JM: Absolutely. Take the example of security analysts. From our last two years of doing this we have been able to measure a 60 percent increase in the effectiveness and efficiency of a security analyst’s ability to cope with the number of security events [they’re having to manage].

We’ve actually trained this system to understand the language of cyber security. It’s actually ingested more than a million documents on cyber security, intelligence etc. We’ve had to train it from the level of a toddler to a Phd and to be able to relate information directly to a human being using the natural language process we’ve applied.

The fact is that there are about 10,000 security research papers published each year and about 60,000 security blogs. If a security analyst can only read even a small percentage of these, you can see the great demand in terms of being able to holistically grab that information.

Watson can actually digest information and remember it, unlike you and me. It can look for the patterns and for different perspectives of what is happening within an organisation. It can understand structured and unstructured information and return that information in a natural language that a human being can actually process.

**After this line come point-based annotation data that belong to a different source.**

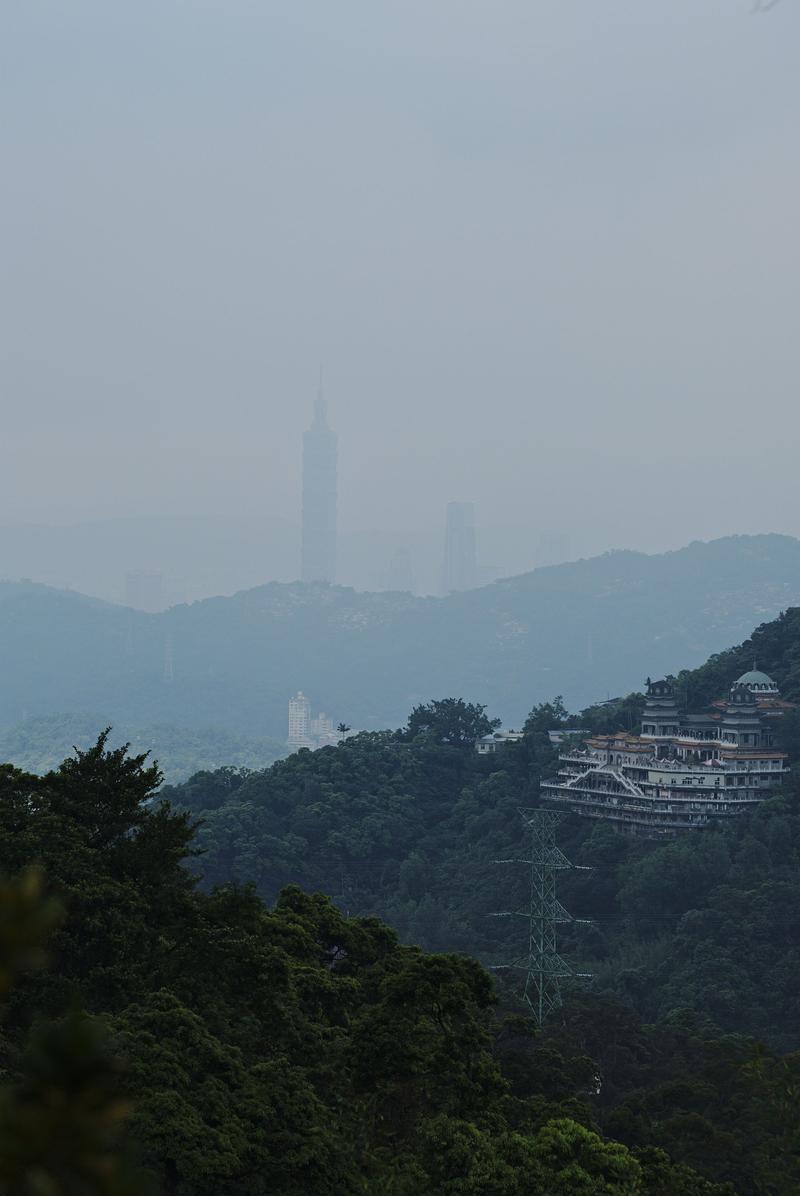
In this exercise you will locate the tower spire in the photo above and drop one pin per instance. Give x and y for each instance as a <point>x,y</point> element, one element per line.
<point>319,403</point>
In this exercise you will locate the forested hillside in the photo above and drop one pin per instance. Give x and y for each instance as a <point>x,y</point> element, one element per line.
<point>408,825</point>
<point>230,1048</point>
<point>586,630</point>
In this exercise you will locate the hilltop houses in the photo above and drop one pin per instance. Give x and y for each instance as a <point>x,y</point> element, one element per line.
<point>682,769</point>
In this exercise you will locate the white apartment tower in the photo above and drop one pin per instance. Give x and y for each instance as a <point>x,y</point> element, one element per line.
<point>299,720</point>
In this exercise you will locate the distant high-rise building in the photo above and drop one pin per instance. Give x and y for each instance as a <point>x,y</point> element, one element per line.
<point>145,590</point>
<point>460,556</point>
<point>299,721</point>
<point>319,498</point>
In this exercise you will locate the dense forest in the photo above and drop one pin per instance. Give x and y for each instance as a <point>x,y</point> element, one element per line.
<point>203,994</point>
<point>162,1038</point>
<point>599,626</point>
<point>407,825</point>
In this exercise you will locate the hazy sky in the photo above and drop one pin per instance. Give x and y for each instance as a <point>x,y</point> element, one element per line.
<point>547,251</point>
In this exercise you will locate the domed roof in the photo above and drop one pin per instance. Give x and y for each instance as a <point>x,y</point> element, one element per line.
<point>755,678</point>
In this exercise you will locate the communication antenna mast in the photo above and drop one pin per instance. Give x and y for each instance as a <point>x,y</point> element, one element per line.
<point>542,964</point>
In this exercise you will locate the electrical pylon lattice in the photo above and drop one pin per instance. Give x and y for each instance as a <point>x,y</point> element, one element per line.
<point>543,966</point>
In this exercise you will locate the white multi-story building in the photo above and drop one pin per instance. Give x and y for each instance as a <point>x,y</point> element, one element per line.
<point>681,770</point>
<point>299,721</point>
<point>307,730</point>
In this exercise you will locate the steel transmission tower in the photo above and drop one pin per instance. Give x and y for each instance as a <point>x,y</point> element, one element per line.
<point>543,966</point>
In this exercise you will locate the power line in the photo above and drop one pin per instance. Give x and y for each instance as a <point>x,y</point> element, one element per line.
<point>543,966</point>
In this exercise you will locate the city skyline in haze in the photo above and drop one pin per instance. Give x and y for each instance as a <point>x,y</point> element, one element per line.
<point>545,251</point>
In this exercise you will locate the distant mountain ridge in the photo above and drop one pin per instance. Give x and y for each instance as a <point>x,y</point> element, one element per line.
<point>585,629</point>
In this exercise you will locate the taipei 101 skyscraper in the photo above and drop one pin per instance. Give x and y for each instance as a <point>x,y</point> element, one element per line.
<point>319,498</point>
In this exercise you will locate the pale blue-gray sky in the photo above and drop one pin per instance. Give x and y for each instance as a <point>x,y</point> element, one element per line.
<point>548,252</point>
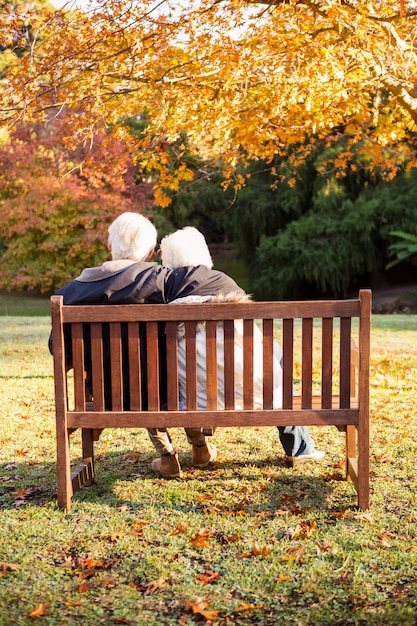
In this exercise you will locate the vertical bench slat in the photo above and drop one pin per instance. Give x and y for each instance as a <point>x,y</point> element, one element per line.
<point>268,363</point>
<point>345,346</point>
<point>152,358</point>
<point>133,348</point>
<point>78,363</point>
<point>287,362</point>
<point>97,365</point>
<point>248,364</point>
<point>191,365</point>
<point>211,365</point>
<point>365,298</point>
<point>172,366</point>
<point>326,362</point>
<point>229,364</point>
<point>307,362</point>
<point>116,367</point>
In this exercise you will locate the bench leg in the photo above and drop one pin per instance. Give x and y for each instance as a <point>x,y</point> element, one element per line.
<point>65,490</point>
<point>363,465</point>
<point>351,443</point>
<point>88,438</point>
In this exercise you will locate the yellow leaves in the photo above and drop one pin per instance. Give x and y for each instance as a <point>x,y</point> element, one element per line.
<point>255,551</point>
<point>40,610</point>
<point>8,567</point>
<point>247,606</point>
<point>208,577</point>
<point>199,607</point>
<point>201,538</point>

The key thing here is the quicker you identify that there has been an indicator of cyber compromise to your organisation you can analyse the impact on the organisation very quickly and therefore you can respond and avoid the significant financial impact of the organisation having to clean up afterwards.

Basically, Watson has a more holistic perspective. Where a security analyst may have identify “I’ve detected something in front of me,” Watson returns in a few minutes or a few seconds and says “In fact, the impact on your organisation is this”.

NZSM: One of the major issues in terms of cyber breaches is that lag time between the breach occurring and it being identified and treated. Can Watson play a role in actually identifying a breach or is it more in terms of working out what actually happened?

JM: We’ve had use cases whereby during the beta testing (with eight universities and about 40 beta partners) the security analyst actually detected a DDoS attack on the organisation. What the security analyst didn’t realise was that attack was actually a ‘blinder’ – a misdirection.

Watson was able to indicate to the security analyst “in fact you’ve been compromised, and this is how you’ve been compromised.” It gave a very full indication of how they’d actually been compromised – what the original attack did – despite the security analyst being unable to see it.